Li Tao, Tong Jinjie, Liu Muhua, Yao Mingyin, Xiao Zhifeng, Li Chengjie
College of Engineering, Jiangxi Agricultural University, Nanchang 330045, China.
Jiangxi Institute of Science and Technology Information, Nanchang 330000, China.
Foods. 2022 Dec 11;11(24):4009. doi: 10.3390/foods11244009.

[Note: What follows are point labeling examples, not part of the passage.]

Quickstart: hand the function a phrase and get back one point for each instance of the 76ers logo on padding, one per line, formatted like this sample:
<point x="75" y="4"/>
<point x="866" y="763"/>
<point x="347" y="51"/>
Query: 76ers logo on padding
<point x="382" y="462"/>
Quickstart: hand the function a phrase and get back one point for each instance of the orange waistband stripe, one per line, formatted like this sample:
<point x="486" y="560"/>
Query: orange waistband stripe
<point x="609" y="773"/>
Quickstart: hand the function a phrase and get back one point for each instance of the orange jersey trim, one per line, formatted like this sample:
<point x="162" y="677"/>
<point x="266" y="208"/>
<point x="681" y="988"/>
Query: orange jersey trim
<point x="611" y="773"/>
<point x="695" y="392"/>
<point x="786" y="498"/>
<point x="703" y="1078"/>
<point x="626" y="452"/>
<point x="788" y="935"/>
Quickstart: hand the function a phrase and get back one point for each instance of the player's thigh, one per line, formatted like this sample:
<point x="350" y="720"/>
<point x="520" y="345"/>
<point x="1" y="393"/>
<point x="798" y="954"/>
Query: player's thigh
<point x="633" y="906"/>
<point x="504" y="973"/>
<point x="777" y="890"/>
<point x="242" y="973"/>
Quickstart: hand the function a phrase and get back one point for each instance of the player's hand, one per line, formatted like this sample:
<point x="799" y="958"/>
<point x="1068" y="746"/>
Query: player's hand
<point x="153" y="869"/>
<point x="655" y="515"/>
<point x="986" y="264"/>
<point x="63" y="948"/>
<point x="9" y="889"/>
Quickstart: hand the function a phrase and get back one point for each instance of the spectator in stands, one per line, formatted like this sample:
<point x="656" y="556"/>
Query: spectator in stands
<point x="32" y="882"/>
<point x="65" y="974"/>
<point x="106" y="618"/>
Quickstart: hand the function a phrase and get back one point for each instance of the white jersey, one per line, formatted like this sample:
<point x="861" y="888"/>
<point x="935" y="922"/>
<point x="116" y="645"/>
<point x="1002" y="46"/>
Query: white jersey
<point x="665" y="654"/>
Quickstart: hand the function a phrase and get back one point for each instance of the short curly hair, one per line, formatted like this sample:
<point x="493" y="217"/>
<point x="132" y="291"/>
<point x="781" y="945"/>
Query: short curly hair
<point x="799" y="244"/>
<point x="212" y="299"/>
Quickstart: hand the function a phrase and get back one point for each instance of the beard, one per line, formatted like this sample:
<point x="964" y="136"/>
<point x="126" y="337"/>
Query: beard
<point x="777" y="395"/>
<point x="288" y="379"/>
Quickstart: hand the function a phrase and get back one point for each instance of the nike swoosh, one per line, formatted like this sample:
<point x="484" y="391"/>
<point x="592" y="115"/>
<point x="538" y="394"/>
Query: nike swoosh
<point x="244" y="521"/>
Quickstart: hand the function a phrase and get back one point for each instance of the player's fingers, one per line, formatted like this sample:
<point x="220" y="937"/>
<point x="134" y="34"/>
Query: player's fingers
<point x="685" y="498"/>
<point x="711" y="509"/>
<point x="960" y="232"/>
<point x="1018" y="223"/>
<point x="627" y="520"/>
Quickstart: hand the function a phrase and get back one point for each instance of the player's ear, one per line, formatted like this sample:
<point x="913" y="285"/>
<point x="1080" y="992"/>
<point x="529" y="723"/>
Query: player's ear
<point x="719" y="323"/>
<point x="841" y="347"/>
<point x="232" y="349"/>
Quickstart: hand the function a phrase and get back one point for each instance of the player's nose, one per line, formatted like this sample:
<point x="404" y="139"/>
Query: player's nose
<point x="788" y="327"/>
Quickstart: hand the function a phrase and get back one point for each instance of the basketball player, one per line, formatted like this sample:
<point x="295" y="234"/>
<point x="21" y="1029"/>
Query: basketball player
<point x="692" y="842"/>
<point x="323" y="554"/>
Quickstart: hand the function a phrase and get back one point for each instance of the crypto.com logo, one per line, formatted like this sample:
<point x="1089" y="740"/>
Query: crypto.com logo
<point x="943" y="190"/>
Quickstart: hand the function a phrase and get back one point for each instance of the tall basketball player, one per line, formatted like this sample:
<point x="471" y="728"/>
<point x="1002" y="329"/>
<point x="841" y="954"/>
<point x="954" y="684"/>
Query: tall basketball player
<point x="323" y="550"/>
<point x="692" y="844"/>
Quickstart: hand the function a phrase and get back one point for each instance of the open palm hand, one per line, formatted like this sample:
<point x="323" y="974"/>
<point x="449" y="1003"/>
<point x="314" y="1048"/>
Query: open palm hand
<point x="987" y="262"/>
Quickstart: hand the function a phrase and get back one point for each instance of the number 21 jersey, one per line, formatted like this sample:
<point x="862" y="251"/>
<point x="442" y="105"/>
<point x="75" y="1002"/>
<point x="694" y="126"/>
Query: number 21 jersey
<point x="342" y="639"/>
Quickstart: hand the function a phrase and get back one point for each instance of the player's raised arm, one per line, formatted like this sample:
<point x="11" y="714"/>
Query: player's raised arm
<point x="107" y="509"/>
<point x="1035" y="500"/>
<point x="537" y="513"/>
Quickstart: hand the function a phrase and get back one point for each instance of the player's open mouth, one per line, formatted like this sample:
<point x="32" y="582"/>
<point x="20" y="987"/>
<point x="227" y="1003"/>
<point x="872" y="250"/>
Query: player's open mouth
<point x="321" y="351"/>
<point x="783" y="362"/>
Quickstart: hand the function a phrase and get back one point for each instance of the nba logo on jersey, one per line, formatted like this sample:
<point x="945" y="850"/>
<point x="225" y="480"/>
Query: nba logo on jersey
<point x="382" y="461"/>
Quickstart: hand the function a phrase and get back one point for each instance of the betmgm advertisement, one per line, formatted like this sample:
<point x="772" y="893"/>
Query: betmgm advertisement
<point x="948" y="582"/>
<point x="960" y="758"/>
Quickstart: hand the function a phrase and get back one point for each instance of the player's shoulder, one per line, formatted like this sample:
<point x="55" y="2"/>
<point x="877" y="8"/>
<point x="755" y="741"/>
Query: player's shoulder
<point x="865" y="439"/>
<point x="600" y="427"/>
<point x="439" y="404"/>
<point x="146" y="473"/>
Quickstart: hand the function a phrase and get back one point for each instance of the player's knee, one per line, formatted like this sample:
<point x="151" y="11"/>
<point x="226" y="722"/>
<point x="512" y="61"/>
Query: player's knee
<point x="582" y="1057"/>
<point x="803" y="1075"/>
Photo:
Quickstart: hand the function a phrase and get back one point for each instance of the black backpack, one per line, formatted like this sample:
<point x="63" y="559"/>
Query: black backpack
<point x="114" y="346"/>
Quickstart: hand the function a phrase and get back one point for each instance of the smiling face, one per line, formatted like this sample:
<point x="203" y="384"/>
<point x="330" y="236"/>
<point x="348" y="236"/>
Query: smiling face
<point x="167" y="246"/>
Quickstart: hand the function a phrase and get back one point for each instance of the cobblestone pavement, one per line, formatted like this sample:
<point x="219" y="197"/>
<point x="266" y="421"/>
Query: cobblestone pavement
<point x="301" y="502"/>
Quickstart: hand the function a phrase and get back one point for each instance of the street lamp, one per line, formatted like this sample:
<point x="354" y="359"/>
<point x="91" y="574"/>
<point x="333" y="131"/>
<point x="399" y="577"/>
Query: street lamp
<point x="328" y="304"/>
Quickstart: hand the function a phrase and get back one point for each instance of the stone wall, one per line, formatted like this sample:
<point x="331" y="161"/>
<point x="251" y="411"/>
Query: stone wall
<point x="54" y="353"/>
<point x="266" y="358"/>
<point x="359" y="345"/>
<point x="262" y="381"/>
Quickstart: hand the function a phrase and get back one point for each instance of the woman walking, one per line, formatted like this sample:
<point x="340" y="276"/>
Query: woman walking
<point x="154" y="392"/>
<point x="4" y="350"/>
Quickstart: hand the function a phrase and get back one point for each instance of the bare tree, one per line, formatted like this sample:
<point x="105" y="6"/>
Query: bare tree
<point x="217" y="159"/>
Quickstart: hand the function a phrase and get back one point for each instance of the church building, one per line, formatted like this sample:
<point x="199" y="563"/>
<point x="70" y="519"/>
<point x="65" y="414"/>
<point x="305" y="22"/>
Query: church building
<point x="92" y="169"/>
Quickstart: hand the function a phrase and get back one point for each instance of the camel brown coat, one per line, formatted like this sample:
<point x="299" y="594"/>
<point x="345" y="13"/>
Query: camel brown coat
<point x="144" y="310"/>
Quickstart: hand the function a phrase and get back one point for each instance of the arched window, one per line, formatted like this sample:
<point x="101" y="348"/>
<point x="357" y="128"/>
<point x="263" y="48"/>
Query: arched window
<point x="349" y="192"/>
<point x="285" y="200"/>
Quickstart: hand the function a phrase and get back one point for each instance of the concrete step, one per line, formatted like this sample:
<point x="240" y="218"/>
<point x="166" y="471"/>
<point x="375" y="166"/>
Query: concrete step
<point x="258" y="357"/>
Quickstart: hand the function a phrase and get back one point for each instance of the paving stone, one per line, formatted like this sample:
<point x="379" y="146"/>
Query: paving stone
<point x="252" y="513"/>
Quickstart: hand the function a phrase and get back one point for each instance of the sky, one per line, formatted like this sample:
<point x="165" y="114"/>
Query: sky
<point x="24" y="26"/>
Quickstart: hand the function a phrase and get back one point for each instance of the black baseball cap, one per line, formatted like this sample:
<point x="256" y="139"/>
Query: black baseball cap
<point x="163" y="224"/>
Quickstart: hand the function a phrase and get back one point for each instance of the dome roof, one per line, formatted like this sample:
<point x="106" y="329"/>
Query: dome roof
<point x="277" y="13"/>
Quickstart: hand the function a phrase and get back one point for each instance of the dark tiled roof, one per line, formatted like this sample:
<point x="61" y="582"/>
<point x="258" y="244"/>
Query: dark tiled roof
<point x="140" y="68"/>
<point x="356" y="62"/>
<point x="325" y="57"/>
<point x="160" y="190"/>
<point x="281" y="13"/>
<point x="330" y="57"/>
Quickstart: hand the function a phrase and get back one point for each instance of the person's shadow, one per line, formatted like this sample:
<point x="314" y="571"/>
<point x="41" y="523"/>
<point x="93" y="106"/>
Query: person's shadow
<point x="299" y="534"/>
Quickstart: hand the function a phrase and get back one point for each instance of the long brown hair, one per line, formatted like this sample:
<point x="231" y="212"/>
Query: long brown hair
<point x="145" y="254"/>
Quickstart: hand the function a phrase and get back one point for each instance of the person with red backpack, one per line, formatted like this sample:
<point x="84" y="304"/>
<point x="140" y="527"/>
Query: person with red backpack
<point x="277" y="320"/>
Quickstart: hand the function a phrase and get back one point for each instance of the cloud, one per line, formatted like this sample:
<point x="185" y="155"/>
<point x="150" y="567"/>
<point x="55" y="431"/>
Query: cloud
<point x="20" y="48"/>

Online detection of impurities content in the corn deep-bed drying process is the key technology to ensure stable operation and to provide data support for self-adapting control of drying equipment. In this study, an automatic approach to corn image acquisition, impurity classification and recognition, and impurities content detection based on machine vision technology are proposed. The multi-scale retinex with colour restore (MSRCR) algorithm is utilized to enhance the original image for eliminating the influence of noise. HSV (Hue, saturation, value) colour space parameter threshold is set for image segmentation, and the classification and recognition results are obtained combined with the morphological operation. The comprehensive evaluation index is adopted to quantitatively evaluate the test results. Online detection results show that the comprehensive evaluation index of broken corncobs, broken bracts, and crushed stones are 83.05%, 83.87%, and 87.43%, respectively. The proposed algorithm can quickly and effectively identify the impurities in corn images, providing technical support and a theoretical basis for monitoring impurities content in the corn deep-bed drying process.
在线检测玉米深床干燥过程中的杂质含量是确保干燥设备稳定运行并为其自适应控制提供数据支持的关键技术。本研究提出了一种基于机器视觉技术的玉米图像自动采集、杂质分类识别及杂质含量检测方法。利用带颜色恢复的多尺度视网膜算法(MSRCR)对原始图像进行增强,以消除噪声影响。设置HSV(色调、饱和度、明度)颜色空间参数阈值进行图像分割,并结合形态学运算得到分类识别结果。采用综合评价指标对检测结果进行定量评估。在线检测结果表明,破碎玉米棒、破碎苞叶和碎石的综合评价指标分别为83.05%、83.87%和87.43%。所提算法能够快速有效地识别玉米图像中的杂质,为玉米深床干燥过程中杂质含量监测提供技术支持和理论依据。